Heightened Scrutiny, and Targeting
Naysaying against unions and union members is nothing new from Republicans. In Michigan, for instance, wealthy GOP donor Betsy DeVos, whose husband Dick ran for governor in 2006, repeatedly criticized the "high wages" paid to union members in the state and said that other states with anti-union "right-to-work laws have an advantage in attracting new jobs." But the DeVoses paid a price then for such ignorance and callousness toward working families fighting for their foothold in the middle class. Dick DeVos handily lost the election.

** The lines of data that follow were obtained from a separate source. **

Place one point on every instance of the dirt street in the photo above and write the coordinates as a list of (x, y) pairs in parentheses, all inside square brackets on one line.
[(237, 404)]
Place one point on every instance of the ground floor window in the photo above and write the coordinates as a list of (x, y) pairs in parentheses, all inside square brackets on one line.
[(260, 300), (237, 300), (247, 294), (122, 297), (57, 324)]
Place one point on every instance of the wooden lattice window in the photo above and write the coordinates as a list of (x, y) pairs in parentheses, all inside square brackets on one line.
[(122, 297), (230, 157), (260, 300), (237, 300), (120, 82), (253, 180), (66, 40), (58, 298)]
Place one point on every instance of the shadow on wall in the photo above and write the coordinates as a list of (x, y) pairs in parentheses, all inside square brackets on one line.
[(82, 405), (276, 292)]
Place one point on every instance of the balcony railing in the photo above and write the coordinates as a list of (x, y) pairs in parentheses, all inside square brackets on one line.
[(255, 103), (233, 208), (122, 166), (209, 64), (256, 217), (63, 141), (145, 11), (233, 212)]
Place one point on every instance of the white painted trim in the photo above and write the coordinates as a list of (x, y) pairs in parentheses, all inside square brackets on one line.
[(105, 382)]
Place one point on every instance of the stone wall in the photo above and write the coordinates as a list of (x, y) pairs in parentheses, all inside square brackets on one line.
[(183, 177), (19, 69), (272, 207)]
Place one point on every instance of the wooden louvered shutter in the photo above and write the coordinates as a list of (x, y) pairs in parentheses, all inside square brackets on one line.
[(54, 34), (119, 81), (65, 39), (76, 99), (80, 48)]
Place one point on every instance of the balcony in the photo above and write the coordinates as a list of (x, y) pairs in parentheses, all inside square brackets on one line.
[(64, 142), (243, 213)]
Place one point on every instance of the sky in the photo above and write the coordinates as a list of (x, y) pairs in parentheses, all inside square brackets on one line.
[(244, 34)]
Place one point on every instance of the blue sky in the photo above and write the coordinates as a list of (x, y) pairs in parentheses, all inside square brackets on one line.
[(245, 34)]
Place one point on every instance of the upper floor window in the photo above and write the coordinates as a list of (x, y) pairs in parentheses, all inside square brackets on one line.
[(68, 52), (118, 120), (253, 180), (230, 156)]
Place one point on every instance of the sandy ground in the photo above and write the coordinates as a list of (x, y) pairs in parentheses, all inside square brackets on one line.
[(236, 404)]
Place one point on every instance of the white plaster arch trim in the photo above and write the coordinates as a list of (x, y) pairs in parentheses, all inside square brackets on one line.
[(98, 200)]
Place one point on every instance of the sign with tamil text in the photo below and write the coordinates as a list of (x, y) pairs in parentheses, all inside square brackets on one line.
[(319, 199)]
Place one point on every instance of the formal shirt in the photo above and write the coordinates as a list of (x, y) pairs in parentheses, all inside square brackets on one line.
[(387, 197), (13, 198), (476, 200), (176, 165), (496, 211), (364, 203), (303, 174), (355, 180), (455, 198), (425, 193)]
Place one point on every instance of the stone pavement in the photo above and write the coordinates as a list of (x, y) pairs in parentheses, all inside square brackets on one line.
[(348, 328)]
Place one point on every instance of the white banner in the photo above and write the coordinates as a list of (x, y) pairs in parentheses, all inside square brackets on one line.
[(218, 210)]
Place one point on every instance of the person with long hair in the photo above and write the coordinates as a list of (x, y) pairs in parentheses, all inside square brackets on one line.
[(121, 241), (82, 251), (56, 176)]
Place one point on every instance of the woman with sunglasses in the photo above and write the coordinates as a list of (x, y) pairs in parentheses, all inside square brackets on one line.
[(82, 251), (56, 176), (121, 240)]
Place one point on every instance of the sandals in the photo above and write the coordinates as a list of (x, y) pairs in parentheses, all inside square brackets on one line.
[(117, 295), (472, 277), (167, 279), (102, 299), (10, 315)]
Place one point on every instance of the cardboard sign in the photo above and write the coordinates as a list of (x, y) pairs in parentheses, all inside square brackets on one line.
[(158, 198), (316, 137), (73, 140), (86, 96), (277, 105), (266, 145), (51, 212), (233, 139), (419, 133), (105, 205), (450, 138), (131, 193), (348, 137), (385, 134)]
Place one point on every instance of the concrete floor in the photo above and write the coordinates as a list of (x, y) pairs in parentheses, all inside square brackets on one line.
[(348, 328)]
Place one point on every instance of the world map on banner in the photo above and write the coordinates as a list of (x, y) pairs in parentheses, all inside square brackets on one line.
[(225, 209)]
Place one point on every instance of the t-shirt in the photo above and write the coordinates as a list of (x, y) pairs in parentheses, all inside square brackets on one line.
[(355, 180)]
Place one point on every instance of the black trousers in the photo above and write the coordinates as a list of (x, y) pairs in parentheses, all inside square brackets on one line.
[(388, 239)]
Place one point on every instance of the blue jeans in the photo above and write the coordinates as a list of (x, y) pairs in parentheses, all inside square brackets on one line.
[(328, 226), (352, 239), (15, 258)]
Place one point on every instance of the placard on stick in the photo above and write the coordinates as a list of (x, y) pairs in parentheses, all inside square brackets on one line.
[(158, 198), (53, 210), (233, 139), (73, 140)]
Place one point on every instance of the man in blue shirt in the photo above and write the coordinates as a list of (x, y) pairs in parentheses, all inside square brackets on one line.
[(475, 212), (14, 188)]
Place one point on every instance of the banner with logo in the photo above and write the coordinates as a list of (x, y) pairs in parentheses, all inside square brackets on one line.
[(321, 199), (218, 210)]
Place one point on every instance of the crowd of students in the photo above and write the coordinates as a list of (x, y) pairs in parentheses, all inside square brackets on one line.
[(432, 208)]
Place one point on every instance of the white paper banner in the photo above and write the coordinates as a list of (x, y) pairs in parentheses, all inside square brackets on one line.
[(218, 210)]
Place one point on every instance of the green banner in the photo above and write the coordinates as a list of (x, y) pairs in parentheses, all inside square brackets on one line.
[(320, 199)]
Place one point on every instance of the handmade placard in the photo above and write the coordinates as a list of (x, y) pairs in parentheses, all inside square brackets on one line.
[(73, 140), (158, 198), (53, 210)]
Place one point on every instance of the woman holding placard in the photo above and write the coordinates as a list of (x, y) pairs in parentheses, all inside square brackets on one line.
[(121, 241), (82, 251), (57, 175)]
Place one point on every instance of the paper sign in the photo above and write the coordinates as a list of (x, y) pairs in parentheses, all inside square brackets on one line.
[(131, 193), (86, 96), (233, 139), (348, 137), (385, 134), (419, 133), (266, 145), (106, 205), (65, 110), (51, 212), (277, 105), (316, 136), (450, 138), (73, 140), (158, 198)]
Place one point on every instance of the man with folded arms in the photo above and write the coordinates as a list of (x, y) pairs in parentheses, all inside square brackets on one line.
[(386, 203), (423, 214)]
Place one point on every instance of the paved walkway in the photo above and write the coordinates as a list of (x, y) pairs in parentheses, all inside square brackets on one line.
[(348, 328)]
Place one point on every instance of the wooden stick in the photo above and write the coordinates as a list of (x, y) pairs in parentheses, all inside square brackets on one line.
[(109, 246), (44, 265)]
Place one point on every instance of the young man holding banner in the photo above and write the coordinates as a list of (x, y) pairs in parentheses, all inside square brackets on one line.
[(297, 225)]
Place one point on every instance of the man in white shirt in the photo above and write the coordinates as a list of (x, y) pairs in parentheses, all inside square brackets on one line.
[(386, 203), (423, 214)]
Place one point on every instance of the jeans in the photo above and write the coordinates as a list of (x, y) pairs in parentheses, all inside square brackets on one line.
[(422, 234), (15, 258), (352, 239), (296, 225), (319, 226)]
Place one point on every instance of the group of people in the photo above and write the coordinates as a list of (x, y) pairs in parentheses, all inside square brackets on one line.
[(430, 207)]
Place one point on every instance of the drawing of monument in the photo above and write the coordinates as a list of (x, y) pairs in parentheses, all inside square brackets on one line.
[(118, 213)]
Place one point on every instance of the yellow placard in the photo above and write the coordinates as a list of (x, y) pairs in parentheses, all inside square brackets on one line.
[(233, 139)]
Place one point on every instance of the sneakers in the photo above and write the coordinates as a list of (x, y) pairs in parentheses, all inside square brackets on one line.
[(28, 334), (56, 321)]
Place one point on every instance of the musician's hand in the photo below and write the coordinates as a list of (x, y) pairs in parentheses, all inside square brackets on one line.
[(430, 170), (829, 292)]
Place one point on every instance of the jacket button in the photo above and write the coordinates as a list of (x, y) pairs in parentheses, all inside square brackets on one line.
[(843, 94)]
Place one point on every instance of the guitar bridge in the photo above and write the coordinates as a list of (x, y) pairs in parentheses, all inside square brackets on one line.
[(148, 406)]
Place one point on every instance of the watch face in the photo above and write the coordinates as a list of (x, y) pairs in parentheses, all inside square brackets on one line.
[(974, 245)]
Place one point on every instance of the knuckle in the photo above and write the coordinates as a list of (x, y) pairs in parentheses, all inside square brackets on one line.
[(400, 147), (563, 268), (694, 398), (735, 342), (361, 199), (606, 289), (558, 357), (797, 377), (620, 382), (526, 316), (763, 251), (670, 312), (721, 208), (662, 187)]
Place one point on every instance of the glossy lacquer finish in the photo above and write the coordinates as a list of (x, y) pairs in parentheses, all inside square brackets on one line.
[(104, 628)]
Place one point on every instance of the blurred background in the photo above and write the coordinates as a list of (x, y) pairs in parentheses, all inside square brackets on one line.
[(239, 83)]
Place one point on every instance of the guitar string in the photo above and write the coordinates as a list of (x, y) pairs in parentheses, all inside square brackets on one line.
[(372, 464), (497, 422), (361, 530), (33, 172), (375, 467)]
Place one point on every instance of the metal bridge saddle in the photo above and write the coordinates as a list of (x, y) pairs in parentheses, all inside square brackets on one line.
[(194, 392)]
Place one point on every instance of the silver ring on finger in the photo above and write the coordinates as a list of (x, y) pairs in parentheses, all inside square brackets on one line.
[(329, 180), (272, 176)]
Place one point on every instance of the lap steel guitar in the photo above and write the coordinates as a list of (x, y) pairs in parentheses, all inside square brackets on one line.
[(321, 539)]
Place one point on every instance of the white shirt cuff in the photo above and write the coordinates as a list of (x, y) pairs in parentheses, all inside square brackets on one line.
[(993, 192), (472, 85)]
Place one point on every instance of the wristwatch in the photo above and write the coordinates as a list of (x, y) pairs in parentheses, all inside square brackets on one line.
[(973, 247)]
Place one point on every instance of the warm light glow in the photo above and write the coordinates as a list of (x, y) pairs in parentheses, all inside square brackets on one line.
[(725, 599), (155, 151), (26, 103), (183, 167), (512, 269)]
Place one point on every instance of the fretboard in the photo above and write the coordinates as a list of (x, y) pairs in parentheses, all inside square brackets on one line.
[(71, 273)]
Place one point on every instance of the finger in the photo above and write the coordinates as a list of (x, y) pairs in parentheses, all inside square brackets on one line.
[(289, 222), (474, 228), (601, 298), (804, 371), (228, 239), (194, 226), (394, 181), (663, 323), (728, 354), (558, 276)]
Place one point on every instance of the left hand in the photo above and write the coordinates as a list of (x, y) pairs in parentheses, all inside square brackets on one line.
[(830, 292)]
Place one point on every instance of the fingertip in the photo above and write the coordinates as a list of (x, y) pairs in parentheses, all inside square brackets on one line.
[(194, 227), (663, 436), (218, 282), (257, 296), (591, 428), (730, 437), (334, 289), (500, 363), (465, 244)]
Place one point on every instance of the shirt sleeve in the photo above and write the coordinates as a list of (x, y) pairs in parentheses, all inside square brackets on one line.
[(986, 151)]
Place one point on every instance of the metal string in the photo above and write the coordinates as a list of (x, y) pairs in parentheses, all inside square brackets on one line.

The economic downturn has scrambled Americans' notions of job security, jeopardized some states' fiscal positions, and furnished conservatives new openings to scrutinize the contracts that public-service workers have secured with state and local governments. Instead of holding up these agreements as evidence of negotiation and compromise to ensure stable staffing levels to perform vital services, conservatives have often demonized them. The fact that public service workers are the backbone of the labor movement in many states, and a fixture of the volunteer and donor corps for Democratic campaigns, adds to conservatives' temptation to attack them.
How It Backfires
But in Wisconsin and elsewhere, there are signs that residents are recoiling from the bullying style of Republicans' anti-labor onslaught. The state known for its dairy farms, breweries, and pro football triumphs has a rich progressive history, dating back to its 1848 constitution and the creation of the Republican party in the town of Ripon in 1854. Determination by the party's founders to forge a society dedicated to equality and opportunity seems absent from the anti-union demands by the modern-day Republicans just 70 miles down the road in the state capitol. Indeed, it is the growing array of labor activists and allies -- including another of my cousins, a schoolteacher from Milwaukee -- whose protest signs and chants echo that passion for basic fairness.
It is also telling that 30 years of breakthroughs in collaboration between unions and other constituencies growing in power, such as Latino and immigrant advocates and the gay and lesbian community, are paying dividends in the heat of the current showdown. Wisconsin was the first state to enact protections from discrimination for gay workers, in 1982. And two years before the murder of Matthew Shepard, Wisconsin helped alert the nation's conscience to the epidemic of school-based bullying with Ashland native Jamie Nabozny's victory in federal appellate court.
Wisconsin schools implemented new anti-bullying policies just seven months ago. My cousin Becky is struck by the fact that even as she infuses her classes with required lesson plans that stress tolerance, honesty, and compassion and touch on stopping bullies, she is facing a political attack that feels like a firsthand threat.
Perhaps, she adds with trademark good humor, it is up to the coalition of public servants and social justice advocates that has reawakened her interest in state politics to give wayward conservatives an extended course in character education.